Humeau grew up in Beaupréau, in the Loire valley in France, “a really small village where 70 percent of the inhabitants are called Humeau.” Her family moved to a larger town, Nantes, when she was 13. She grew up going to museums and galleries and wanted to go to art school, but after failing to get accepted by any, she settled on a textiles course at the Ecole des Arts Appliqués in Paris. She then studied industrial design at the Design Academy in Eindhoven, in the Netherlands, but dropped out after 18 months. Her breakthrough came when she was accepted into the now-defunct Design Interactions course at the Royal College of Art in London, which she says was “dedicated to thinking about the role of emerging technologies in our lives and developing scenarios of how things could go wrong, or how they could affect us.”
The students in the course included artists, designers, poets, dancers, and illustrators; this multidisciplined approach fired Humeau’s imagination. Her diploma project was called The Opera of Prehistoric Creatures. She and the audio developer Julien Bloit attempted to reconstruct the larynxes of prehistoric animals using data and MRI scans of woolly mammals frozen in Siberia, in order to allow their voices to be heard again—in theory, anyway.

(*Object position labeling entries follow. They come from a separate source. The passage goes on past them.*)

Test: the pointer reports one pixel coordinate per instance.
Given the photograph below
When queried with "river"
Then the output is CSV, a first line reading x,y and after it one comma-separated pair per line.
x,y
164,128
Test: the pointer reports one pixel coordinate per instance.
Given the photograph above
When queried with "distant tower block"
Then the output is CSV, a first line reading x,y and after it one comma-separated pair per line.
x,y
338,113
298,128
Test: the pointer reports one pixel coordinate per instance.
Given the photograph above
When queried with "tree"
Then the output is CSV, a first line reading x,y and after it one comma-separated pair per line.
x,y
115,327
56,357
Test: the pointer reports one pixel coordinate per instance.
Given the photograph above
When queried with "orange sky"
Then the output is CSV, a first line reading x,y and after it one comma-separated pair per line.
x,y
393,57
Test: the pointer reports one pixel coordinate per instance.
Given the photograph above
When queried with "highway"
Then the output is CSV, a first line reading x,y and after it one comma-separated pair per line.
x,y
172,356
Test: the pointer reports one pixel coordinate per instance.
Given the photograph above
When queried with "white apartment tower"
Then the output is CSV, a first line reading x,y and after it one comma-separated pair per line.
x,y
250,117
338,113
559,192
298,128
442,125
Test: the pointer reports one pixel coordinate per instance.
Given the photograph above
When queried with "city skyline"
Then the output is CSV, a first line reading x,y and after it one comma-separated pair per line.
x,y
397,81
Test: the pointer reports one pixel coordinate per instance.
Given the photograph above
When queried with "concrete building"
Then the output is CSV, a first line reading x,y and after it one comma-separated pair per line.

The following year, Tate Britain in London showed Humeau’s subsequent work, Echoes, in which she presented what was purported to be the voice of Cleopatra singing a love song in the nine extinct languages the Queen of the Nile was said to speak, in a gallery painted with a substance derived from the venom of the Black Mamba, the snake with which Cleopatra committed suicide. “I’m interested in what different states of being are,” Humeau says. “It’s the recurring constant quest in my work to understand what it means to be present. Can you have a voice and not a body? Does it mean you’re alive? What is the bare minimum to feel the presence of someone?”
Since graduating, Humeau has continued to work in London, even though, as she jokes, “I sound like I just arrived—my French accent has never changed.” She has a basic team of three people, though Humeau works with a lot of external artisans who help her fabricate her sculptures. “This show was challenging in a good way,” she says of “\*sk\*/ey-.” “The textile wall works are complex because we’ve developed all these new techniques of embellishing. We cast felt, which you can’t really do. I’m interested in beeswax because it’s the product of collective organisms. We do a lot of material research.” Part of the inspiration for “\*sk\*/ey-” came from sifting through pictures of birds’ nests, root systems, and images of mold under microscopes. All this is poured into sculptures that are rooted in nature as we know it, but feel nonetheless alien. “They are a little bit bigger than human size, which I think is a little unsettling for sure,” Humeau says.
Miami is certainly the ideal place to exhibit them, given that it is one of the frontiers of the climate emergency. This connection was not lost on the artist. While installing her pieces, Humeau stopped to watch “huge flocks of birds” flying over the ICA and migrating to the Everglades. She noted that with her creatures escaping the burning planet and planning their journey into orbit, “there was a direct reflection of what was happening in the show.”